Absolutely it is! My pepeha is the short version about me. Not many people realise that a pepeha is a great memory aid; each line in a pepeha is a prompt for a much bigger story. So if you are interested, here we go with the bigger story.
My pepeha tells you about the spiritual and physical landmarks of the place that I regard as my ancestral home. It is the place where our ancestor who led our people to the South Island found safety from "the troubles" in the North in the early 1800s. His birth name was Te Whawhai, which means The Fighter. He was our brave chief with the skills of leadership and management he led us to a place of refuge. A place which was free from war. At some stage he became a Christian and was baptised with the name of Rihari or Richard. His other name was Tāhuaroa, a name which many of my cousins have been given.
So where exactly is our fabled "homeland"? It is on the big island that is on your right if you sail on the ferry from Wellington to Picton. As you enter Tory Channel (Kura Te Au), the land on the right hand side is Arapaoa Island. We say it is tapu because it is sacred to us, it is very important to us. The papakainga or home place is Onauku or East Bay, just across from Ship's Cove where Captain Cook anchored in 1769. Our chiefly ancestor and his wife, Rōka, are buried near this place in our Urupā or cemetery at Umukuri which is a little bay in the larger bay called East Bay.

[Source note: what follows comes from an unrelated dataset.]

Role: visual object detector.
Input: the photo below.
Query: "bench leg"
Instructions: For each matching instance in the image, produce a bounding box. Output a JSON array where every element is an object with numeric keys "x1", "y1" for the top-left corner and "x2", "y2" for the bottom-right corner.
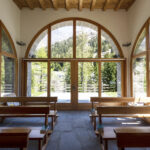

Our waka has now been preserved and can be viewed at the Canterbury museum. This is the waka that took Te Whawhai and our people across the ocean called Raukawakawa or Cook Strait.
Our iwi is Te Ātiawa and we are all descended from Awanui-ā-rangi the great Ngāti Awa chief who sailed from Hawaiki to Aotearoa. You may have heard of the Ngāti Awa of the Bay of Plenty. Yes, you would be correct in thinking that we are connected to them. The Tokomaru waka eventually left the Bay of Plenty sailed around the top of Te Ika-ā-Māui and finally arrived at Ngā Motu or New Plymouth. The people on the waka eventually became Te Āti Awa.
Our group of whānau became the Puketapu hapū. Today we are a very big hapū spread from Taranaki to The Hutt Valley and Wellington and across to the top of the South Island. Most of us today did not grow up on Arapaoa but we are very aware of its importance to us. We still have a little land there, most of the land was bought by Edwin Gibbon Wakefield and his New Zealand Company at a ridiculous price.
The Waitangi Tribunal has recognised that our people were ripped off and have compensated us as an iwi with less than 1% of the current value of the land. The Te Āti Awa people of the South have a trust board which was instigated by the government and its Office of Treaty Settlements. This trust board is supposed to represent the interests of the beneficiaries of the trust. There are many issues facing the descendents of Te Whawhai today.
Nonetheless, we the beneficiaries remain ever optimistic that soon we may get our little piece of land on Arapaoa back so that we can maintain our ahi kā me te tūrangawaewae. This last phrase basically can be interpreted as our connection to the land to keep the home fires burning.
You may have noticed that there is no marae in my pepeha. That is another long story. Suffice it to say that we haven't built one at Onauku yet. Why haven't we built one? Well, the reason is that the land was taken and we were displaced and our diaspora took us to other places. Very soon we will have 0.5 hectares returned to us. Yay! That is when we will have many hands to build a new marae for us where all future descendants can return to. It will be a place for connecting, for knowing who we are, where we belong and where we can learn our history, tikanga and reo.
So, is Arohaina my real name? The answer is yes. That is my middle name on my birth certificate. It is a very special name to me and has always been in my consciousness. Many of my relatives know me as Johnnie, John or Hone. My friends and colleagues mainly know me as John. Like my ancestor I am very comfortable with all of my names.
In the Māori world there is a lot of tikanga around the naming of offspring just as in any culture. My mother's father changed his name from Tuteuruoho to Riwaka when he got married. There is now a very large Riwaka whānau around NZ and Australia.
What about your whānau name, you ask.? Now that is a transliteration of my father's name. My fathers name was Thorpe but his ancestors' name was de Thorpe of Normandy, France. They were originally Norsemen from the North of Europe. When they arrived alongside William the Conqueror in 1666 to invade the island now known as Britain, they became just plain Thorpe. Yes, my father was an Englishman. He travelled to Aotearoa as a young man and as happens found a beautiful Māori woman who became my mother. Our father got into the Māori language and culture. He helped to keep it alive in our whānau. Our mother's whānau welcomed him into the Māori world with lots of manaaki Māori, or Māori hospitality. He adopted the cultural practice of greeting people with the hōngi, hence they named him Hōngi. Hōngi married Mere Tahiwiwaru in the Temple at Ratana Pā near Wanganui.
Well, that's enough for now, maybe some other time when we meet we can share our stories and pepeha.
Phew! I bet you have similar stories from your family culture and like us Māori you probably have a memory technique or two to remember your story. Na reira, kia ora e hoa.